I have a roundabout from 5 years ago (before all the various types of roundabout). We have liked the seat, but yes, it is smaller/shorter-lasting than others. That said, I am on 5 years of continous use of it (kid #2 is using it). Mine is older, though, and the rf limit was low.

Anyway, we have the roundabout and a marathon and find both seats easy to install and use. I got the roundabout to fit in the back of a small toyota. It did that well.

Read more about carseats, though. From what I hear popping into car seat safety threads/forums every once in a while, Britax was very good but hasn't kept up with things as well and is just riding its reputation for the time being. So other manufacturers have made comparable seats safety-wise AND they've improved upon convenience features.

Right now if I were in the market for another seat I'd look for something like a Britax Boulevard. But again, not necessarily actually Britax.

HTH

Tjej


----------



## staceychev (Mar 5, 2005)

Maybe I'm missing something, but I don't get the Britax Roundabout critiques I've been reading and I'm wondering if maybe it's our situation? Can a few of you weigh in to clarify?

First, expense: we were looking at the 50 and the 55. They are $199 (or $159 on sale at Target last weekend). That doesn't seem that bad to me when the "alternate" recommendation I keep hearing is the MyRide 65 which doesn't seem that much less.

There's also the RFing limits. Britax' site lists the RFing limits for the 50 at 40 lbs. The height limit (doesn't specify RF or FF) for the 50 is 49 inches and the 55 is 46". My 5YO is still 35 lbs, and just hit 41" this summer and has been in a Nautilus since her Roundabout expired last year.
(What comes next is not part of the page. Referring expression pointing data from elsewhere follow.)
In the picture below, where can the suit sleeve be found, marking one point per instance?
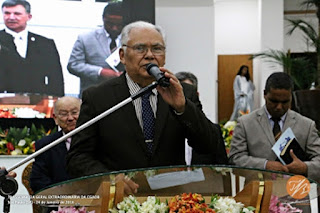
(78, 65)
(82, 157)
(40, 177)
(54, 69)
(313, 151)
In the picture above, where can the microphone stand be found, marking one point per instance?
(9, 186)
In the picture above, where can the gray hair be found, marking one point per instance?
(139, 24)
(12, 3)
(61, 99)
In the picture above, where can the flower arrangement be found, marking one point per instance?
(277, 207)
(132, 205)
(21, 141)
(72, 210)
(184, 203)
(189, 203)
(227, 133)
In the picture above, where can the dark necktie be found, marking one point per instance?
(276, 127)
(148, 121)
(113, 44)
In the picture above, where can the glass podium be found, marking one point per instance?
(252, 187)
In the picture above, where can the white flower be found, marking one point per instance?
(131, 205)
(22, 142)
(228, 205)
(230, 124)
(16, 152)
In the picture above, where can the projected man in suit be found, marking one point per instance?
(253, 136)
(50, 166)
(91, 49)
(120, 140)
(30, 63)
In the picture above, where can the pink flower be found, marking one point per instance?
(277, 207)
(72, 210)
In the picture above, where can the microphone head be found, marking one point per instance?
(149, 67)
(154, 70)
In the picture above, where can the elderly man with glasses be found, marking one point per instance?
(125, 139)
(50, 166)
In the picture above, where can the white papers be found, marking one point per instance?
(114, 59)
(285, 137)
(170, 179)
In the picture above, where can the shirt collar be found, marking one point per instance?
(23, 34)
(282, 118)
(108, 35)
(134, 87)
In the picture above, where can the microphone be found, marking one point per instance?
(154, 70)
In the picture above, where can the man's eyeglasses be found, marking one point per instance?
(142, 49)
(66, 114)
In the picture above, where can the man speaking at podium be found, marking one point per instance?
(129, 137)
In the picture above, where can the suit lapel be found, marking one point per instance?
(32, 45)
(265, 125)
(103, 40)
(290, 121)
(7, 40)
(162, 112)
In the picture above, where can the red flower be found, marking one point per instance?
(10, 146)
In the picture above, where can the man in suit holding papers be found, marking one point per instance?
(253, 136)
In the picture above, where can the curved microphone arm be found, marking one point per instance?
(9, 186)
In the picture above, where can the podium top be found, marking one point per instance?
(206, 180)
Is it just that my kids are so small that the Roundabout's limits don't seem to be a problem for me?

Sorry... just trying to figure this out before I buy DD2's convertible, but am eager to dump the SnugRide.


----------



## TheGirls (Jan 8, 2007)

Yeah it sounds like your kids are on the smaller side, which makes carseats a lot easier. The 41" height must be for FF, because my 36" tall 30lb not-quite-2.5yo is AT the limit for RF. For both the Britax and the MyRide. Barely 1" of shell above her head. The TrueFit, Complete Air, or Radian will last her MUCH longer. I'll also be surprised if any of the Britax convertibles would last her until booster age FF - the taller seats might though. The TrueFit or Complete Air are also cheaper ($150-180) than the Britax. If I had to pick between the Roundabout 50 and the MyRide though, I'd still pick the MyRide because it will fit a small baby better and has much more legroom for a RF toddler (a comfort issue, but still). The Britax seats basically seem to want you to pay more for a seat that will last less long because they USED to make the best seats out there, KWIM?
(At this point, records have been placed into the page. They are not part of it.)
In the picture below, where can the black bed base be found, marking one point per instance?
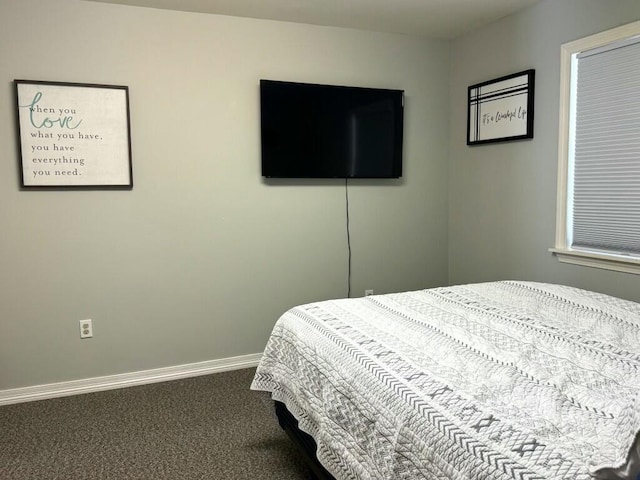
(305, 442)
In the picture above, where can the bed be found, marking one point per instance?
(498, 380)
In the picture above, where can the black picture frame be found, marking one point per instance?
(502, 109)
(73, 135)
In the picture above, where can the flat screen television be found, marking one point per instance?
(327, 131)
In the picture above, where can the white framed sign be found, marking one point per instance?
(74, 135)
(501, 110)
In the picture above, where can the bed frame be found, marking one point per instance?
(305, 442)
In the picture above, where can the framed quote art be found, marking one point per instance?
(501, 110)
(73, 135)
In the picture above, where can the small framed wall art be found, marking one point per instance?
(501, 110)
(74, 135)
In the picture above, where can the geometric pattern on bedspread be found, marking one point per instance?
(500, 380)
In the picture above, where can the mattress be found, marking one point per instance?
(499, 380)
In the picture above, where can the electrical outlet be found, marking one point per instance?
(86, 328)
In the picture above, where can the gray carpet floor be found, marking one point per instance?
(209, 427)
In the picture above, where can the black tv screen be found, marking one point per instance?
(327, 131)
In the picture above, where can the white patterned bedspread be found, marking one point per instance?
(502, 380)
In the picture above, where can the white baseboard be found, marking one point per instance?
(110, 382)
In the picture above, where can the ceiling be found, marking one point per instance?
(445, 19)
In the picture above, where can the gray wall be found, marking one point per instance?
(200, 258)
(502, 197)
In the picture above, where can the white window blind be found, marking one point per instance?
(604, 197)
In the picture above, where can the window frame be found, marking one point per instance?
(563, 250)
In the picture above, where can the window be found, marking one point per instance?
(598, 210)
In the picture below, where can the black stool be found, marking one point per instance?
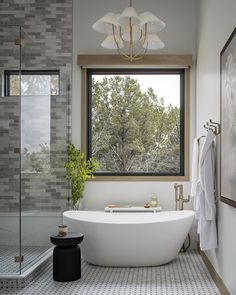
(67, 257)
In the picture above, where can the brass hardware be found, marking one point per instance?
(179, 197)
(213, 126)
(19, 259)
(20, 150)
(18, 41)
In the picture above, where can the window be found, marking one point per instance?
(135, 121)
(32, 83)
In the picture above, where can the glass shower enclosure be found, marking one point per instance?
(34, 134)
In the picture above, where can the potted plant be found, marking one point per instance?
(78, 170)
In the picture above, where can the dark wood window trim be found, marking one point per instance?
(186, 113)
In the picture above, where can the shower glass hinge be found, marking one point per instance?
(20, 150)
(18, 41)
(19, 259)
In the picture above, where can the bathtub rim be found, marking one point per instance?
(183, 214)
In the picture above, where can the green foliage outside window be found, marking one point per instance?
(133, 131)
I don't think they're BAD seats, just not AS good as the cheaper seats, which makes them not such a good bargain...


----------



## staceychev (Mar 5, 2005)

Quote:


Originally Posted by *TheGirls* 
Yeah it sounds like your kids are on the smaller side, which makes carseats a lot easier. The 41" height must be for FF, because my 36" tall 30lb not-quite-2.5yo is AT the limit for RF. For both the Britax and the MyRide. Barely 1" of shell above her head. The TrueFit, Complete Air, or Radian will last her MUCH longer. I'll also be surprised if any of the Britax convertibles would last her until booster age FF - the taller seats might though. The TrueFit or Complete Air are also cheaper ($150-180) than the Britax. If I had to pick between the Roundabout 50 and the MyRide though, I'd still pick the MyRide because it will fit a small baby better and has much more legroom for a RF toddler (a comfort issue, but still). The Britax seats basically seem to want you to pay more for a seat that will last less long because they USED to make the best seats out there, KWIM?

I don't think they're BAD seats, just not AS good as the cheaper seats, which makes them not such a good bargain...

Thank you!

And sorry, Snapdragon, for the thread hijack... I thought I posted this as a separate thread!


----------



## surrogate (Oct 10, 2009)

Yeah, when my 2 were born if you wanted to ERF, the ONLY option was Britax. I gladly sucked it up and paid $300 a piece for the piece of mind.

Now, however, you can get a good ERF seat with bells and whistles for half that. If I had an infant today and needed a good seat that would last me rear facing til age 3 and ff til age 6 I would go with a Radian 80 (I make tall skinny kids) if I had normal height kids I would get a myride 65.

My niece is 3, 29lbs and maybe 36" tall and still has a good 4" over her head in her (passed down from me) britax decathlon. She is still rear facing. This seat is no better IMO than the MyRide65 (which has a 40lb RF limit)


----------